Friday, November 2, 2012
The Jetsons and Politics
Possibly the biggest fundamental issue dividing people politically is the question of if and how much the government should redistribute the wealth that a free market creates/allocates. On one side, you hear many people claim that redistribution is just fundamentally wrong, and a pure free market will always work best overall. On the other side, you hear many people claim that there's a fundamental right to things like health insurance, retirement, a "living wage", etc. Neither side makes sense to me, and thinking about the world of the Jetsons (and its opposite) is a good way to explain why.
First, what are the pros and cons of different sides of the redistribution scale, regardless of where you think the optimal point is?

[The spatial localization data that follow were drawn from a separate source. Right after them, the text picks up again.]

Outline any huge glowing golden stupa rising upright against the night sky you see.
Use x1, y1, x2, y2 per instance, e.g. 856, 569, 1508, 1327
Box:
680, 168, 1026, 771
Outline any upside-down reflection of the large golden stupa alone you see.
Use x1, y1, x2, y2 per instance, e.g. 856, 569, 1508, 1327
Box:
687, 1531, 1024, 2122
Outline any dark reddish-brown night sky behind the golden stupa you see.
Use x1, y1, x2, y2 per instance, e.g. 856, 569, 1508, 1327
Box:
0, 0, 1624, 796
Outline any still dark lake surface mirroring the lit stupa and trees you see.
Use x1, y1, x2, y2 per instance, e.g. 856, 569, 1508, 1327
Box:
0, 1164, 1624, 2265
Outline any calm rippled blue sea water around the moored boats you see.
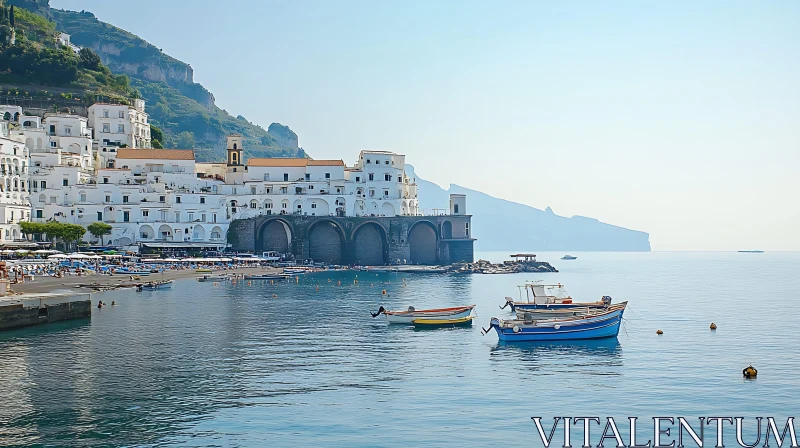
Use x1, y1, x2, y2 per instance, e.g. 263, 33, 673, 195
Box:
0, 253, 800, 446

I think most people will agree on 2 main problems with doing too much redistribution. There's the moral problem where it just feels wrong to take too much money from those who have made it. And there's the economic problem, where it makes everyone poorer by reducing incentives to work and leaving less money for long-term investments in technology and such.

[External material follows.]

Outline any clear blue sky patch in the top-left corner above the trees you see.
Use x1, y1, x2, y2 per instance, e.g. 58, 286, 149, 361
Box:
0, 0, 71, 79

Similarly, there's 2 main reasons why people get uncomfortable with too little redistribution. Morally, we want to minimize human suffering, and some amount of redistribution does that. And economically, social safety nets can encourage risk-taking, and other services such as public education enables the potential of those who wouldn't be able to afford to do so otherwise.
Now imagine a future where technology has advanced to the point where we live like the Jetsons. Robots do everything for us that we could ever need or want. There would be no jobs other than making and maintaining those robots, and we'd only need maybe 1% of the population to do that. This would be a really weird society to be a hard-core conservative. With no redistribution, everyone would be at the mercy of the all-powerful 1% that makes/maintains the robots. It's pretty clear that in a situation like that, we might as well be mostly socialist and let everyone enjoy the things that we can easily afford to universally provide.
On the other hand, if you go far back in time, or if we have some sort of apocalyptic event that takes away all our technology, it'd be very different. If we have no real health care, what does it mean to say that health insurance is a human right? If we have hardly any technology, such that we all have to work extremely hard and struggle just to survive, it's not possible to ensure food/shelter/water for those who get too sick/disabled/old to work. And it wouldn't make sense to have unemployment insurance; you can easily find a job because there's so much that needs to be done. In that kind of society, it wouldn't make sense to be a liberal. For society to continue, we would need those who are able to produce the most to flourish. And any programs to take from the better-off to help the worse-off would be taking away money that may be spent on the technological progress that would end up benefiting everyone in the future.
Neither of those two extremes may ever happen to us. But thinking about the extremes makes it clear that there's not one right answer on redistribution that can apply to all possible scenarios. No matter where you are on the political spectrum, it makes sense for government redistribution to grow as (if?) our technology and economy grows.